I really couldn't have been more obscure, could I? :P

In 1932, "the first oil field in the Persian Gulf outside of Iran" was discovered in Bahrain [1]. (The same year Saudi Arabia announced unification [2].)

In the end, Saudi Arabia had larger reserves and wound up geopolitically dominating its first-moving rival. In commodities, the game tends to be scale in part through land grabbing. Less who got where first.

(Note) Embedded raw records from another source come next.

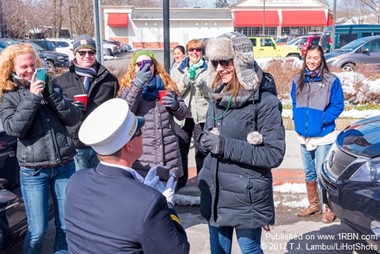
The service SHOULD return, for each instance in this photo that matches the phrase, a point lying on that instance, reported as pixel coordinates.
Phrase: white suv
(63, 46)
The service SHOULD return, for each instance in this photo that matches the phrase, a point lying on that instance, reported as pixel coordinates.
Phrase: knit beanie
(239, 48)
(83, 41)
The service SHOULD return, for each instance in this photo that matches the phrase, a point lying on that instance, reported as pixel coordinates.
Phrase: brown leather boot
(313, 208)
(328, 216)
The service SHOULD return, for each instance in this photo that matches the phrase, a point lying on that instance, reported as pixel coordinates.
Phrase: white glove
(169, 190)
(151, 179)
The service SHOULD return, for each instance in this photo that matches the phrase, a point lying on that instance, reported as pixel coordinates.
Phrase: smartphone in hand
(145, 62)
(41, 74)
(163, 173)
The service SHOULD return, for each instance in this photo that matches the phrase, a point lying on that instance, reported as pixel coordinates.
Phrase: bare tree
(374, 6)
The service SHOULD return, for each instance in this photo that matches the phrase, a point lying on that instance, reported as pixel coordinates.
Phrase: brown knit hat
(239, 48)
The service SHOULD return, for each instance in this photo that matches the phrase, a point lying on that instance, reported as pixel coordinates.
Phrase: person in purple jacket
(318, 100)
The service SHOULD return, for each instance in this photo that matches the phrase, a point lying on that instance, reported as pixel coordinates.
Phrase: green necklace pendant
(224, 113)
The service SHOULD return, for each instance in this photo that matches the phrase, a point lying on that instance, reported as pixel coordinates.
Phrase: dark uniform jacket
(236, 186)
(39, 123)
(108, 211)
(102, 88)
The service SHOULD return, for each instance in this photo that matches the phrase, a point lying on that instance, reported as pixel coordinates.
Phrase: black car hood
(361, 138)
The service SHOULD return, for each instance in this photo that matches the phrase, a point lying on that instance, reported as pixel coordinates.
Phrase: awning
(256, 18)
(117, 19)
(304, 18)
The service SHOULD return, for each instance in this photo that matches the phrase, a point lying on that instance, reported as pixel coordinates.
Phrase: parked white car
(63, 46)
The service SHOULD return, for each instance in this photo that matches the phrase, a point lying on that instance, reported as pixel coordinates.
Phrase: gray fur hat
(239, 48)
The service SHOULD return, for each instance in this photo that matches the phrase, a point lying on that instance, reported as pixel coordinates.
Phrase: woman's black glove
(212, 143)
(143, 76)
(170, 101)
(49, 86)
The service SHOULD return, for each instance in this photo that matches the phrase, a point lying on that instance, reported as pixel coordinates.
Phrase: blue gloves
(170, 101)
(143, 76)
(212, 143)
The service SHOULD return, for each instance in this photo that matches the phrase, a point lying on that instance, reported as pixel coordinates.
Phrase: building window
(256, 31)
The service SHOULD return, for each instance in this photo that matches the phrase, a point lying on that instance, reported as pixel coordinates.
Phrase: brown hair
(125, 80)
(7, 59)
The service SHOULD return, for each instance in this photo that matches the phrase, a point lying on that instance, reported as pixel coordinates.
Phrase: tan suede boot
(313, 208)
(328, 216)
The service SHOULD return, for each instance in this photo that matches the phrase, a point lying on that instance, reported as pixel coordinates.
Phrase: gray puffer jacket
(39, 124)
(159, 140)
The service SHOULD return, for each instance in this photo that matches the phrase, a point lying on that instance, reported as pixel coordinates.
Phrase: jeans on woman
(249, 240)
(313, 160)
(36, 184)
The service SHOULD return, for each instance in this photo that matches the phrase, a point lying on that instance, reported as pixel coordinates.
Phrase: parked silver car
(364, 50)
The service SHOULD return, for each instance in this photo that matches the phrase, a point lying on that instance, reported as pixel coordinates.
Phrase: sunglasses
(195, 49)
(83, 53)
(144, 62)
(223, 63)
(137, 134)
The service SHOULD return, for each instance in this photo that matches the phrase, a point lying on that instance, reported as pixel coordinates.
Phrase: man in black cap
(89, 78)
(111, 208)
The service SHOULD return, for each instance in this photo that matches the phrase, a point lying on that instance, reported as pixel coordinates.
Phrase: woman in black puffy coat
(244, 138)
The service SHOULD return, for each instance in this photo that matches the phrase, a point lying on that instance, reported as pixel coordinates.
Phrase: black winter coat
(39, 124)
(102, 88)
(236, 186)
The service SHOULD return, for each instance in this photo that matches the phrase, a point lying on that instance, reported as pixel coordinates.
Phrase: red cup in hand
(82, 98)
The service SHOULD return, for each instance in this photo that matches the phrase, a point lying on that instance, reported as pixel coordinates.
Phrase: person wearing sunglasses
(111, 208)
(37, 113)
(86, 76)
(140, 86)
(191, 79)
(244, 138)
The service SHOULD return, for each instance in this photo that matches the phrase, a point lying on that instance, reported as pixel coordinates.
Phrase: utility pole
(166, 16)
(264, 17)
(98, 31)
(333, 30)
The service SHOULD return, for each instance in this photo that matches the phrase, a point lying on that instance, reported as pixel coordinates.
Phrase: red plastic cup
(82, 98)
(161, 95)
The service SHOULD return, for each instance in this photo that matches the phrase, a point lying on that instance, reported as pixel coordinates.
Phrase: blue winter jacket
(317, 106)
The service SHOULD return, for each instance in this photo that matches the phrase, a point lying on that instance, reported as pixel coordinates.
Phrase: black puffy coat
(39, 124)
(102, 88)
(236, 186)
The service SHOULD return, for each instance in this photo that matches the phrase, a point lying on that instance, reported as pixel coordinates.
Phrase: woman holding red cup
(151, 93)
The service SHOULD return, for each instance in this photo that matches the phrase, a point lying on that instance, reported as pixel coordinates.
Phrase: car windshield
(36, 47)
(294, 41)
(352, 45)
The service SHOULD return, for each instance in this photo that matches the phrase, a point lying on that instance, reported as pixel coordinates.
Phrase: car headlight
(368, 172)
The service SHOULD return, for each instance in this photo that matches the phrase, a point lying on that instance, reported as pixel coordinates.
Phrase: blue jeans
(313, 160)
(36, 184)
(249, 240)
(85, 158)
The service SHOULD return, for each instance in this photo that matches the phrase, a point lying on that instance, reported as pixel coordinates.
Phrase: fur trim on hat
(239, 48)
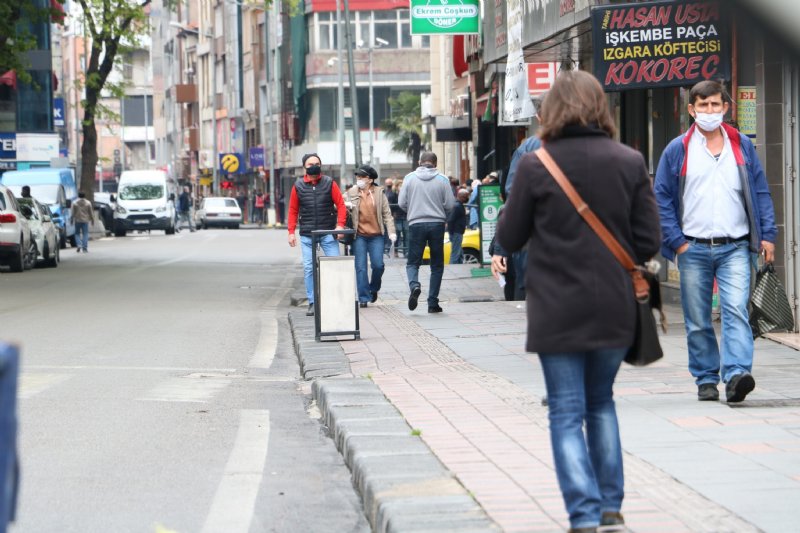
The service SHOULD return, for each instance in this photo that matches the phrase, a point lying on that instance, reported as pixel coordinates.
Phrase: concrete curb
(403, 485)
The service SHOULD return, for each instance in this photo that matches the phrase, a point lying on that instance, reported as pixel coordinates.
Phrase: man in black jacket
(456, 225)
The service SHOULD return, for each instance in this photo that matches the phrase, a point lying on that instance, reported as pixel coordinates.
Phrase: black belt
(715, 241)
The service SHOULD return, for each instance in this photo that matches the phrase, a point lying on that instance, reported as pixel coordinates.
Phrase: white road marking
(232, 508)
(186, 390)
(126, 368)
(32, 383)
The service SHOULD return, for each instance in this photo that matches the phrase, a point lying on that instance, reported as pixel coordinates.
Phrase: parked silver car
(17, 248)
(43, 232)
(219, 212)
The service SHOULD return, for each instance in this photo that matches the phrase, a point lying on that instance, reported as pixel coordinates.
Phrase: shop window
(34, 103)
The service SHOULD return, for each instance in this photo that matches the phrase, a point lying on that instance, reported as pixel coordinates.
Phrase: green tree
(404, 125)
(15, 33)
(112, 28)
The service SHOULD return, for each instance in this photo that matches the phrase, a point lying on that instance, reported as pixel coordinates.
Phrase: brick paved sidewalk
(464, 381)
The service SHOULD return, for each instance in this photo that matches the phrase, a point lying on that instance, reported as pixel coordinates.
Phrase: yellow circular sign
(230, 163)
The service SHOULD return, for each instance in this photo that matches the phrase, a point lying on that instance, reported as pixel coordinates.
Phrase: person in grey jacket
(427, 199)
(82, 214)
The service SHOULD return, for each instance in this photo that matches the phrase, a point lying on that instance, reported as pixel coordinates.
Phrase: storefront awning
(453, 129)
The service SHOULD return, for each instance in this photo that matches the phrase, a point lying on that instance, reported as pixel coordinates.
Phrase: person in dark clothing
(581, 309)
(456, 225)
(185, 210)
(315, 203)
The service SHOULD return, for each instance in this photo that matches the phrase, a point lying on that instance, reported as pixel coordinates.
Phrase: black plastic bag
(646, 347)
(769, 306)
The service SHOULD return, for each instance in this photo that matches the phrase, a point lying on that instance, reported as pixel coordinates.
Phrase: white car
(17, 248)
(219, 212)
(43, 231)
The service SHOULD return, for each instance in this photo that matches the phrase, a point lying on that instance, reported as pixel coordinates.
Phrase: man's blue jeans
(401, 230)
(730, 264)
(330, 247)
(82, 235)
(372, 247)
(432, 235)
(588, 466)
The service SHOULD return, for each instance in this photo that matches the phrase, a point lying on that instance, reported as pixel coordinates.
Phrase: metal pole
(146, 133)
(214, 155)
(267, 58)
(353, 89)
(340, 94)
(371, 114)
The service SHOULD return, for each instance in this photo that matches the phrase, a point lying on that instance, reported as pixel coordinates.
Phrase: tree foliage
(15, 34)
(112, 27)
(404, 125)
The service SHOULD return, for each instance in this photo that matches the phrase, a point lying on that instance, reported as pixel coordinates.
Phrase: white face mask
(708, 121)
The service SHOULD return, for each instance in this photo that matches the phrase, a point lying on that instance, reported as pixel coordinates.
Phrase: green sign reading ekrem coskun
(439, 17)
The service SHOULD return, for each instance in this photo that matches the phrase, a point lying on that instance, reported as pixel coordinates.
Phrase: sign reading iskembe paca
(660, 44)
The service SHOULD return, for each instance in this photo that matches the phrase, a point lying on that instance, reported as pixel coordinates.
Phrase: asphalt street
(160, 391)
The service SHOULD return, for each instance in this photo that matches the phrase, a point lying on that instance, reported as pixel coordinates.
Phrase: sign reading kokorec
(438, 17)
(659, 44)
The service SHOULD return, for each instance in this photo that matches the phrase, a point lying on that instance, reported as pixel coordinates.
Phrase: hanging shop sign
(660, 44)
(438, 17)
(517, 103)
(746, 110)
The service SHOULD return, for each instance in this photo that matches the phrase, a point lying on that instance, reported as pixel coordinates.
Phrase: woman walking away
(371, 218)
(580, 303)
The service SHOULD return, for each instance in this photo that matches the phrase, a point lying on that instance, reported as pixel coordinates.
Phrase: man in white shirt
(716, 209)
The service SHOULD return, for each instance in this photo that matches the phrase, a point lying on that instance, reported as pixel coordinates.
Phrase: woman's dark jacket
(579, 296)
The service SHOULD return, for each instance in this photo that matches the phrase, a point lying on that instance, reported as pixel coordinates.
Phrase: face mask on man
(708, 121)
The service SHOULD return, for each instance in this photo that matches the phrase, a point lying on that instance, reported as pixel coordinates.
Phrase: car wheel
(471, 257)
(53, 258)
(31, 255)
(17, 263)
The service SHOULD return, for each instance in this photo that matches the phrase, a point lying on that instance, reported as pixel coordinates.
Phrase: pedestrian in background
(372, 219)
(400, 221)
(185, 209)
(315, 203)
(258, 210)
(580, 306)
(716, 209)
(83, 215)
(456, 225)
(427, 200)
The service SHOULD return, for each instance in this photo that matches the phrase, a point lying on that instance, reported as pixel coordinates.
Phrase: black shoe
(739, 387)
(412, 299)
(707, 392)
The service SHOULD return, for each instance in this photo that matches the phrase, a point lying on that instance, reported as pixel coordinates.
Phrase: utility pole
(353, 89)
(340, 93)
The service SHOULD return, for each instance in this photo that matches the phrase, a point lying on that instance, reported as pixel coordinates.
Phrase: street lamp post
(372, 47)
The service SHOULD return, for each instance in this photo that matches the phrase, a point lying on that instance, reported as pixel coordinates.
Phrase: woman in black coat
(580, 302)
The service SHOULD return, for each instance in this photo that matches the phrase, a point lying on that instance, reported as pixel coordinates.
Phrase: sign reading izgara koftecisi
(660, 44)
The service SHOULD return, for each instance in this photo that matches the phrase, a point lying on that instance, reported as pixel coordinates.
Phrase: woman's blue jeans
(330, 247)
(588, 465)
(730, 264)
(372, 247)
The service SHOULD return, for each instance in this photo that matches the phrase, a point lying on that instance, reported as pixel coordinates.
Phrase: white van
(145, 201)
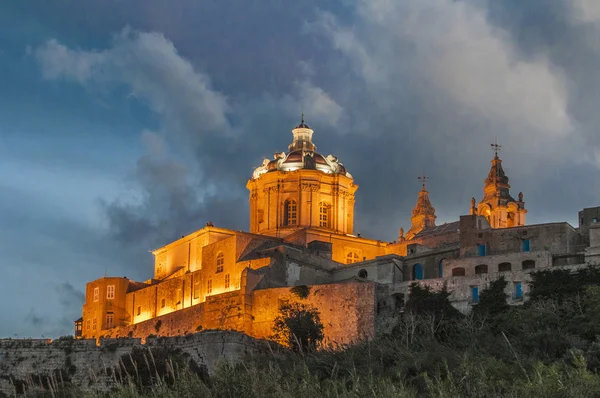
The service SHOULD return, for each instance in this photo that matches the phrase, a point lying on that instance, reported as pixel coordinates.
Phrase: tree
(299, 327)
(492, 301)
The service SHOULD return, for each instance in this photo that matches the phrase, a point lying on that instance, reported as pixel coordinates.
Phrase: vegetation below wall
(548, 347)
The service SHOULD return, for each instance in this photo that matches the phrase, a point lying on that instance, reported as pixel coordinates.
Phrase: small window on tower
(220, 262)
(110, 318)
(291, 211)
(323, 214)
(352, 258)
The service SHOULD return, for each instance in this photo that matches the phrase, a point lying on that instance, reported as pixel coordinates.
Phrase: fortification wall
(177, 323)
(347, 310)
(26, 364)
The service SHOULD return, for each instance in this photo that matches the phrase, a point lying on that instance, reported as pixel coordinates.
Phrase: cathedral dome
(302, 154)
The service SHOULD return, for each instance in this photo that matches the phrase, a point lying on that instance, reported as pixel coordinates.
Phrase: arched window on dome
(417, 272)
(352, 257)
(290, 212)
(323, 215)
(220, 261)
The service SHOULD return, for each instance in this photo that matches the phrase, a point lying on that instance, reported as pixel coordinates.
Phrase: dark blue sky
(126, 124)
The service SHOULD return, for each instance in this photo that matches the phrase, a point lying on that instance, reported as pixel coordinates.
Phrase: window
(220, 262)
(323, 215)
(481, 250)
(290, 212)
(474, 294)
(417, 272)
(504, 267)
(480, 269)
(282, 303)
(196, 290)
(110, 318)
(518, 291)
(352, 258)
(110, 292)
(528, 264)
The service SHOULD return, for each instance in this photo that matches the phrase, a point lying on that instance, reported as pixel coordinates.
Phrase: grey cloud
(34, 319)
(69, 297)
(410, 87)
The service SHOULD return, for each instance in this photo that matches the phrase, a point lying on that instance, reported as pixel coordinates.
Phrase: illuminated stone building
(301, 233)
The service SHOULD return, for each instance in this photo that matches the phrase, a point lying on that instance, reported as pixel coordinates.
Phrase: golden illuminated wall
(99, 305)
(321, 200)
(216, 271)
(344, 249)
(186, 253)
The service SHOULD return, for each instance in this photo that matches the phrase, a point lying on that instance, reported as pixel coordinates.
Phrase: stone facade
(87, 365)
(301, 233)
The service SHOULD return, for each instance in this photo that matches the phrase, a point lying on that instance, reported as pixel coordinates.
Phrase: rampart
(27, 364)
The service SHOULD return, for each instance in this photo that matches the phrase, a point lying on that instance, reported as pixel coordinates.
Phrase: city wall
(29, 364)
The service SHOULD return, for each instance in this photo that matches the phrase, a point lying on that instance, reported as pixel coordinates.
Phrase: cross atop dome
(496, 147)
(302, 125)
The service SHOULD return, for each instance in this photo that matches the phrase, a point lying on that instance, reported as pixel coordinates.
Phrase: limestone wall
(347, 310)
(88, 366)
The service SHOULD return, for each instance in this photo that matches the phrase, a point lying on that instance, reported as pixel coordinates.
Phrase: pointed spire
(423, 214)
(302, 137)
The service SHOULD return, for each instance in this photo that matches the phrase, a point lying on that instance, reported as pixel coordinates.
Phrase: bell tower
(498, 206)
(423, 214)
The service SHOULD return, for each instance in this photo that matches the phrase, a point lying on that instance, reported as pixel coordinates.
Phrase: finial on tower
(423, 178)
(496, 147)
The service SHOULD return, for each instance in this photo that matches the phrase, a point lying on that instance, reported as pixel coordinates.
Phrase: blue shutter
(418, 272)
(518, 291)
(475, 294)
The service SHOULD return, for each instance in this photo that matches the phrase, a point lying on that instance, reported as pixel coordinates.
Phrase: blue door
(475, 294)
(481, 250)
(417, 272)
(518, 291)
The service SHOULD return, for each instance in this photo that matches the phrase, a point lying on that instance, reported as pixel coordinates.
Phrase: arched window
(352, 258)
(480, 269)
(220, 261)
(528, 264)
(291, 212)
(417, 272)
(504, 267)
(323, 215)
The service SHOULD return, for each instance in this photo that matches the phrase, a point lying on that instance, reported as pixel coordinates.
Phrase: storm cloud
(189, 98)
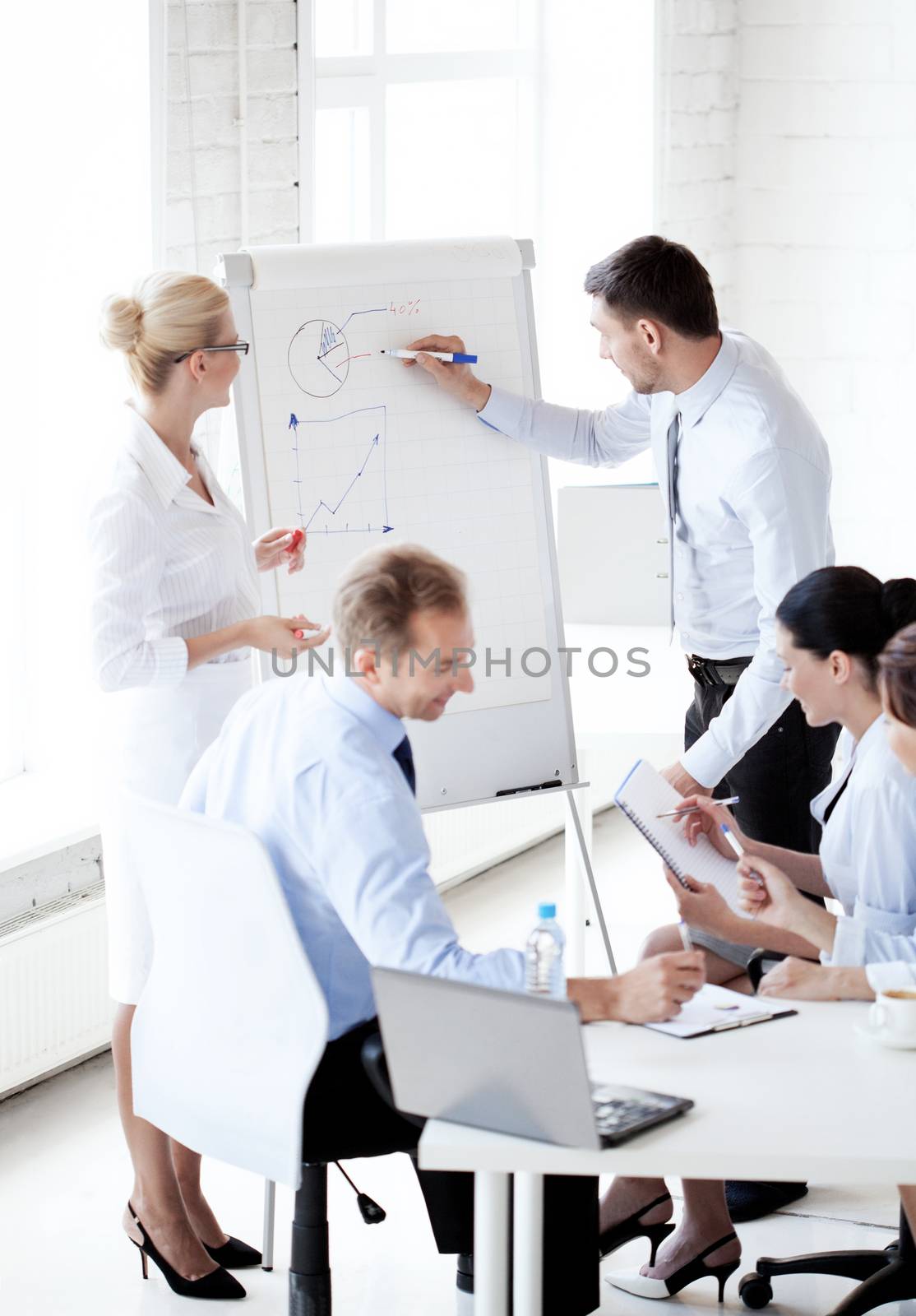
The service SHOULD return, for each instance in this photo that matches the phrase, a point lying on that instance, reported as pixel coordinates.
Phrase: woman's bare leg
(157, 1197)
(187, 1170)
(627, 1195)
(705, 1221)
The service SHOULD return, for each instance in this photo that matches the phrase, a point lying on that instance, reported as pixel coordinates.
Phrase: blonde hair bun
(168, 313)
(122, 322)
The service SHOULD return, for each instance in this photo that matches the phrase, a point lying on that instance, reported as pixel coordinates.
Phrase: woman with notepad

To close the analogy, if AI does wind up commoditised, the layers at which that commodity is held are probably between power and compute [3]. So if AI commoditises (commodifies?), Google selling computer (and indirectly power) to Anthropic and OpenAI is the smarter play than trying to advantage Gemini. (If AI doesn't commoditise, the opposite may be true–Google is supercharging a competitor.)

[1] https://en.wikipedia.org/wiki/Bahrain_Petroleum_Company

[2] https://en.wikipedia.org/wiki/Proclamation_of_the_Kingdom_of...

[3] The alternate hypothesis is it's at distribution.


Plus the whole thing of first mover advantage being a myth, especially in the tech industry


> Plus the whole thing of first mover advantage being a myth, especially in the tech industry

Source? That would be surprising!


https://hbr.org/2005/04/the-half-truth-of-first-mover-advant...

https://static1.squarespace.com/static/5654eb6ee4b0e19716ec5...

Showing how old I am with that reference

A more recent article https://www.productplan.com/learn/first-mover-advantage-fast...

I should say it’s “mostly” a myth, there are some fleeting competitive advantages to first mover but a lot of them don’t apply well to tech companies and there isn’t strong historical evidence supporting it.


Why? Being a first mover only counts for something if it can yield exclusivity that is durable.. you should know this being a VC and all. Real options - hello?

If you want to benefit massively off being a first mover, you better do the work in figuring it out how you are going to acquire exclusivity that lasts long enough that keeps most firms out.


I believe they were drawing a parallel to oil commoditization, but that's as far as I got.